Une réflexion philosophique : « L’histoire, avec ses souffrances, continue de s’écrire »
Comme l’a dit le philosophe Jean-Paul Sartre : « L’histoire n’est rien d’autre que la succession des injustices. » Cette phrase résonne particulièrement lorsqu’on observe l’impunité dont jouissent les dictateurs. La Russie, en offrant à el Assad un asile, en protégeant certains dictateurs, contribue à cette mécanique. La politique mondiale devient ainsi un jeu de pouvoir où l’oppression des peuples est souvent une monnaie d’échange pour préserver les intérêts nationaux.
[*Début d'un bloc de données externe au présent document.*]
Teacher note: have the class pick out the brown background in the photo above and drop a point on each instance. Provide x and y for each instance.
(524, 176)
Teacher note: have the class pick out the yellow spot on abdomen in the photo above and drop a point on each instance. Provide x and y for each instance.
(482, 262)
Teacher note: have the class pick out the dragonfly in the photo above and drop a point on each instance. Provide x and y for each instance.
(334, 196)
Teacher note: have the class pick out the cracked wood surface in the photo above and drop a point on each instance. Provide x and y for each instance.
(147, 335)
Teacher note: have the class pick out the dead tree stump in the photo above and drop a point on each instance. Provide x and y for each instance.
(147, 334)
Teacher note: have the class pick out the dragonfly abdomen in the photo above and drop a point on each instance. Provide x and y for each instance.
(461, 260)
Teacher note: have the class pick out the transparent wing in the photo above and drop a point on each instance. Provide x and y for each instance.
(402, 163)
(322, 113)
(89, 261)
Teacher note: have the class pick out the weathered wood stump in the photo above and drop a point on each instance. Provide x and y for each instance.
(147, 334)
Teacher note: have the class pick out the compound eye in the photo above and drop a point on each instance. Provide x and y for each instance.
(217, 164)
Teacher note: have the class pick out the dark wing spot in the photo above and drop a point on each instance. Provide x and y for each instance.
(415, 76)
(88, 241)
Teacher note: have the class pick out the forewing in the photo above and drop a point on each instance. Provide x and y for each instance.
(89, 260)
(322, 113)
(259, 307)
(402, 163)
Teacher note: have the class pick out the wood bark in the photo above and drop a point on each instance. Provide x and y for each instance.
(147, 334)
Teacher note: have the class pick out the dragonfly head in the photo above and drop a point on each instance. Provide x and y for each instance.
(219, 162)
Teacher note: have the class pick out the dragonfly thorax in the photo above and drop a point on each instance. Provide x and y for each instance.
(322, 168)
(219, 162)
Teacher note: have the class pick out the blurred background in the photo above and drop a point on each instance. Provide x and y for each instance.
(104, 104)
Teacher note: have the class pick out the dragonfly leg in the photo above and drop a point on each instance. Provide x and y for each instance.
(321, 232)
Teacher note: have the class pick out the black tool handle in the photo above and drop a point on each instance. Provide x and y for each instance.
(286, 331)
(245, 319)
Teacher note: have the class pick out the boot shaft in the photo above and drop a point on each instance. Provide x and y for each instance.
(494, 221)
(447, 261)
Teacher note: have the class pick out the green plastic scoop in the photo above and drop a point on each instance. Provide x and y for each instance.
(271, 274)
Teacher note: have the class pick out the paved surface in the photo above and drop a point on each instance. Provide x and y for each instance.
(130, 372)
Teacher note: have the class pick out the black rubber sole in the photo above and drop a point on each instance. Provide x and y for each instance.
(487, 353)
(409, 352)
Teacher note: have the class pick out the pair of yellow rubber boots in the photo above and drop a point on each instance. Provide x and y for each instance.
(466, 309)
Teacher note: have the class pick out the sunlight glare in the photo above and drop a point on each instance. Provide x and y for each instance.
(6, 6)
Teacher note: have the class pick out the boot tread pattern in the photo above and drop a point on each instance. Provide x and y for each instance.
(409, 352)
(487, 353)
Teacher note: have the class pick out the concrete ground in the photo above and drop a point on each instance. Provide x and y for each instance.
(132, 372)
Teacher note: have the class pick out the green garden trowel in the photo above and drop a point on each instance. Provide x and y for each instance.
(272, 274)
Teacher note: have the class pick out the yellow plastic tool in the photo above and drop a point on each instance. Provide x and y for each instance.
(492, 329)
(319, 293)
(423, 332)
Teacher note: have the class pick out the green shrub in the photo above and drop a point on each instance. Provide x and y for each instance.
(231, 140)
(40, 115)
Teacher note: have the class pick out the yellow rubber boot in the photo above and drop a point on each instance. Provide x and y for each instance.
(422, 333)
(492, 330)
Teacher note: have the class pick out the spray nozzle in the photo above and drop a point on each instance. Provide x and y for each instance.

De plus, il est important de rappeler une citation de l’historien et sociologue Zbigniew Brzezinski : « La politique internationale est une danse où ceux qui ont du pouvoir dictent la musique et ceux qui n’en ont pas, dansent ». Les dictateurs ne sont que des instruments dans cette danse complexe, manipulés par des puissances qui contrôlent les ressources et les alliances.
Qui paiera le prix ?
Les dictateurs sont rarement confrontés aux conséquences de leurs actions. En Russie, Bachar el-Assad continue de recevoir le soutien de son allié Vladimir Poutine, et ce, malgré des crimes de guerre avérés. Ces soutiens ont un coût. Le prix est payé par les populations qui vivent sous le joug de ces régimes, mais aussi par les pays eux-mêmes qui perdent leur crédibilité sur la scène internationale.
Le véritable prix de cette impunité, c’est celui de la justice, de la démocratie et de la paix. À long terme, c’est la stabilité mondiale et les principes de la justice internationale qui se trouvent menacés par ces pratiques. En fin de compte, la grande question reste : qui paierament le prix de cette véritable impunité géopolitique ? Les peuples opprimés, ou bien les puissances qui protègent ces tyrans ? Le monde continue d’attendre des réponses.
« Le silence des puissants face aux tyrans est un consentement tacite à l’injustice. Tant que la politique de l’impunité prospère, la justice mondiale reste une illusion », avait dit Ban Ki-moon, ancien secrétaire général des Nations unies.
Cette citation met en lumière le paradoxe auquel nous sommes confrontés : le silence ou le soutien des grandes puissances envers des dictateurs contribue à la pérennité des injustices. Elle nous rappelle que, tant que l’impunité est une stratégie géopolitique, l’idéal de justice reste hors de portée.